Document Type: Research Article
Nanotechnology Research Center, Urmia University, Urmia, I.R. IRAN
Institute of Chemical Research and Technology, Tehran, I.R. IRAN
Institute of Chemical Research and Technology, Tehran, I. R. IRAN
Nanochemistry Department, Institute of Nanotechnology, Urmia University, Urmia, I.R. IRAN
Department of Chemistry, Payame Noor University (PNU), Tehran, I.R. IRAN
Living cationic ring-opening polymerization of cyclic ethers in the presence of diol was modeled using method of moments. A widespread kinetic model was developed based on the previous experimental studies. Then, moment and population balance of reactants were obtained. Modeling results were employed to study the influence of initiator and water amounts (as the impurity) as well as feeding policy in polymerization kinetics and final properties of polymer. In addition, sensitivity of modeling results to initiation, backbiting and finally propagation via activated monomer reactions were investigated.

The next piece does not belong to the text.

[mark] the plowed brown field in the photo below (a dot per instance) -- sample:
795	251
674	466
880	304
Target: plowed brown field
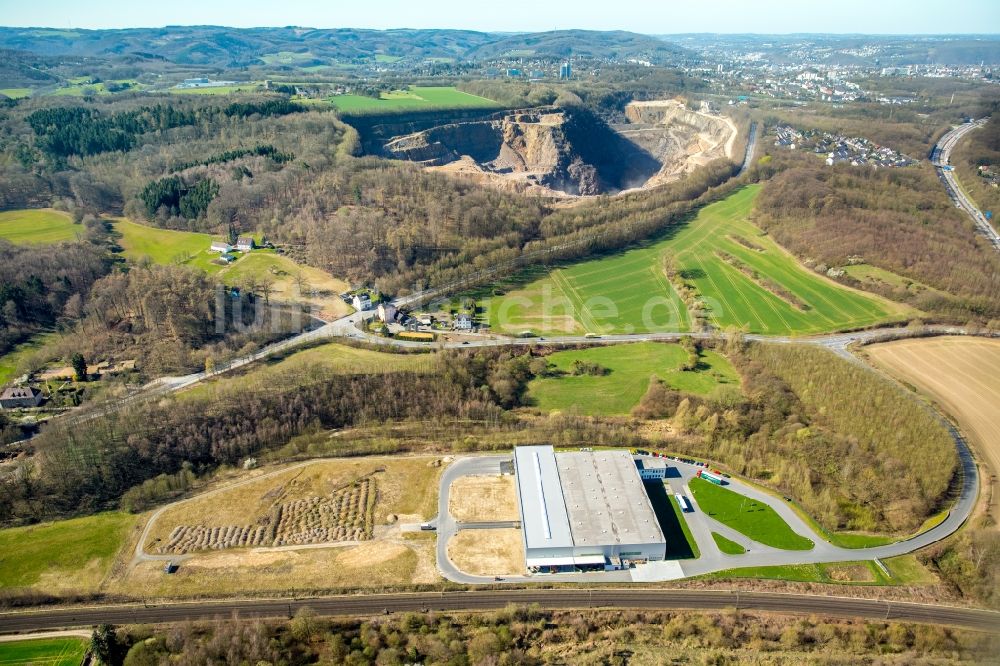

Results showed the population of chains is the function of their precursors. In a typical polymerization, chains with diol functionality are the majority. Therefore, most of polymerized monomers are incorporated into those chains. This makes the chains with diol functionality as the determining group in molecular weight distribution (MWD). The kinetics of polymerization and properties of reactor product are highly dependent on the ratio of the rate of propagation via Activated monomer (AM) mechanism to the rate of propagation via active chain end (ACE). Increase in this ratio decreases the probability of occurrence of backbiting reaction. Therefore, cyclic dimers are less formed and MWD narrows. On the other hand, decreasing this ratio results in less diol reacted with protonated monomers. Consequently, the rate of regeneration of initiator and hence the rate of polymerization is decreased. These findings give complete facts about the ring-opening syntheses of polyethers and are valuable for evolving new grades as well as optimization current processes.